= Srđan Pirivatrić =

Srđan Pirivatrić (Срђан Пириватрић) is a Serbian historian and diplomat.

== Biography ==
He was born in 1966 in Belgrade. In 1984, Pirivatrić completed his secondary education, and in 1990 he graduated from the Belgrade University in History. In 1990-1995 he passed a post-graduate qualification at the same university, in the area of the History of Byzantium, and in 1995 Pirivatrić received a master's degree after defending of Master's thesis "Scope and Character of Samuil's state according to Byzantine sources", refuting the claims of Yugoslav and Macedonian historiographies about that state’s "Macedonian character" and acknowledging that it was the last stage of the existence of the First Bulgarian Empire.

Between 1989 and 1991, Pirivatrić was a librarian at the Byzantine Seminar at the Belgrade University's Philosophy Faculty.

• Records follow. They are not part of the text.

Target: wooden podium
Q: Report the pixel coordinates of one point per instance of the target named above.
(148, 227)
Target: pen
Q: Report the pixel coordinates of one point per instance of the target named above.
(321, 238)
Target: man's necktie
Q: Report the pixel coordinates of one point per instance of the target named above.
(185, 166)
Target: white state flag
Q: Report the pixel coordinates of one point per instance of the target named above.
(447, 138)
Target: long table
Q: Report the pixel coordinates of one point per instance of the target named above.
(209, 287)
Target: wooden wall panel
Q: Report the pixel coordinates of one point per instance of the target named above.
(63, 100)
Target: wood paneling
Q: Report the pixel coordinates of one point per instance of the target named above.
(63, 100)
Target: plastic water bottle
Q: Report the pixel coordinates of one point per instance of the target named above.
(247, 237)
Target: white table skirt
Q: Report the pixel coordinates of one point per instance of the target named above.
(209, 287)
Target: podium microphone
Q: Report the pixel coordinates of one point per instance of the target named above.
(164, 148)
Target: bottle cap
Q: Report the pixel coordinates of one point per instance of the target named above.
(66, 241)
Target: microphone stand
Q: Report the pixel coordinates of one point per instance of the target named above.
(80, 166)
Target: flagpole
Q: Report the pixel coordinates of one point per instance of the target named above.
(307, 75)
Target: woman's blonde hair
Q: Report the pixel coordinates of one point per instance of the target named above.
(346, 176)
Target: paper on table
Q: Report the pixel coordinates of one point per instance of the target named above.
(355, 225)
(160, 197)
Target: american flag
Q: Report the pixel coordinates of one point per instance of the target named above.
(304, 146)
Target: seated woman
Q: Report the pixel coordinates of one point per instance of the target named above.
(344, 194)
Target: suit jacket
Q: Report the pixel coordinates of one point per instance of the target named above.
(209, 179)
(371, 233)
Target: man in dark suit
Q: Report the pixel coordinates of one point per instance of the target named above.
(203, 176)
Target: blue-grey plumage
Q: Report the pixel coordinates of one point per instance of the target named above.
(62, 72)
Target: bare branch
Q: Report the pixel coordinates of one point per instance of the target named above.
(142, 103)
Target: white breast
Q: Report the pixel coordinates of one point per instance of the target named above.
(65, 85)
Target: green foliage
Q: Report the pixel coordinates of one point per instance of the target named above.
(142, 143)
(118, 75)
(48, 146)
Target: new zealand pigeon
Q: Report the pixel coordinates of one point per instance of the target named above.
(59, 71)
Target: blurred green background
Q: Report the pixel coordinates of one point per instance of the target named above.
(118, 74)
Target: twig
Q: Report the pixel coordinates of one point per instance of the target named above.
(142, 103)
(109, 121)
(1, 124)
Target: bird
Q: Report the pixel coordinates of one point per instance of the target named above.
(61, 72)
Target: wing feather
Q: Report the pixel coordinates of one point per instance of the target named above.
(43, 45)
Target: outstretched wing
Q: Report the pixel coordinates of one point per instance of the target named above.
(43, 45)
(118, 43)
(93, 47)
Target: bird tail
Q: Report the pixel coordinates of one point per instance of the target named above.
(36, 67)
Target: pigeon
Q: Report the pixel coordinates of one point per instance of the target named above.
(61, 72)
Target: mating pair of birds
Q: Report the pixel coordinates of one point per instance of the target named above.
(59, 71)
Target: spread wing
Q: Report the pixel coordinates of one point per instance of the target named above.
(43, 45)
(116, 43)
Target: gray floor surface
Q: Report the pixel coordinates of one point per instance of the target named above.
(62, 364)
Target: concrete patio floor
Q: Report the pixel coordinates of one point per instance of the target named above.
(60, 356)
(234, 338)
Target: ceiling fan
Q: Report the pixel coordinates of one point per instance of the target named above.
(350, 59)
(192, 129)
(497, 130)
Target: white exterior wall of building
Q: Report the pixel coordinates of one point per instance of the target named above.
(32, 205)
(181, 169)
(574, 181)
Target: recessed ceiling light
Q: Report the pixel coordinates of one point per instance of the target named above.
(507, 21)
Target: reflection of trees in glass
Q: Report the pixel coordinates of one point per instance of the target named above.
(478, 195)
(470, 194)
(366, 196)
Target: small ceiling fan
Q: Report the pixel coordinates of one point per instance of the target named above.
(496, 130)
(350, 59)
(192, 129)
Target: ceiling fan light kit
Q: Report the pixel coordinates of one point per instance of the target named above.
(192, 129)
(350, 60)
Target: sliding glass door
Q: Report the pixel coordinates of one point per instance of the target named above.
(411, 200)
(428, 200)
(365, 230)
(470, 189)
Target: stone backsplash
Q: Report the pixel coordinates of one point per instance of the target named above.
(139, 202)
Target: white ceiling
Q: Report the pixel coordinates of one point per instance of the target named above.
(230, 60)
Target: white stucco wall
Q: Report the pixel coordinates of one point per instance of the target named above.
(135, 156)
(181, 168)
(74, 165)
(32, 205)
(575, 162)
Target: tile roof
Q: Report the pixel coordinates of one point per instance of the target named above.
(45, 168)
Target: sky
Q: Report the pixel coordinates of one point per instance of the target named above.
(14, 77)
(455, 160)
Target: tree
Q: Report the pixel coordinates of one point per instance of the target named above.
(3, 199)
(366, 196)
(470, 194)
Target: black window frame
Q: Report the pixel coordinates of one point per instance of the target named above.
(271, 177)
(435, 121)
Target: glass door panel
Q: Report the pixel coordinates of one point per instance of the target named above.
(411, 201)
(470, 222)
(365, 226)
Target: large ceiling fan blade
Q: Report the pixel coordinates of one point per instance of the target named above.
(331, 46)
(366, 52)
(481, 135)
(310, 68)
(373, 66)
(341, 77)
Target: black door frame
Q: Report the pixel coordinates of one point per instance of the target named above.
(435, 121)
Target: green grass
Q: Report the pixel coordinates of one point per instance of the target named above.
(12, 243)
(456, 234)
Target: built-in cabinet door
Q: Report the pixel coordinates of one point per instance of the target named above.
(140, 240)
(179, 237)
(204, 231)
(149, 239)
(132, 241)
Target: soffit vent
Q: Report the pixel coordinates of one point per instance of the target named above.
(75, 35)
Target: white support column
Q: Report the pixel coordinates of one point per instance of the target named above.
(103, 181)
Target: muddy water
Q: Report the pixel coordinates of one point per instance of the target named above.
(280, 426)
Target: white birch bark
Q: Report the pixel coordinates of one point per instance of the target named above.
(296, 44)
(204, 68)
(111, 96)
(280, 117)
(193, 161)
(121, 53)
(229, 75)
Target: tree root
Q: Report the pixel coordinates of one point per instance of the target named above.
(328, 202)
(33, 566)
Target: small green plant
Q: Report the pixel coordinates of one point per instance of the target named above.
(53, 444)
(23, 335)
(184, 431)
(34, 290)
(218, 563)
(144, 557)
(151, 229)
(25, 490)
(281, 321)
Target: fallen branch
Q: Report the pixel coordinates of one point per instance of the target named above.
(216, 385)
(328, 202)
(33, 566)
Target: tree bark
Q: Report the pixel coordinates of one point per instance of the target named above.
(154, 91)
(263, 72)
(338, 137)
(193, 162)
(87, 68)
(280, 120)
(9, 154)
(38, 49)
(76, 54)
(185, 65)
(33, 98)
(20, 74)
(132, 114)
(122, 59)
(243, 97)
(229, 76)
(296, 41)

From 1991 to 1999, he was assistant professor at the Byzantine History Department at the same university, and in 1999-2000 he was a research fellow at the Institute of Byzantine Studies at the Serbian Academy of Sciences and Arts. Between 2001-2005, he was on a diplomatic service, and until 2003 he was First Secretary of the Serbia and Montenegro Embassy in Sofia, and until 2005 in Athens. After 2005, Pirivatrić became a research associate at the Institute of Byzantine Studies and a lecturer at Belgrade University. In 2013, he defended his PhD in history at Belgrade University. He is also a lecturer at the universities of Athens, Sofia and Thessaloniki. Author of some 50 scientific papers, published in Yugoslavia, Serbia, Bulgaria, Greece, France, Great Britain, Poland, Slovakia and Hungary.

He was given an award in 2009 by the president of Bulgaria Georgi Parvanov for his contribution to the good relation between the Bulgarian and the Serbian people.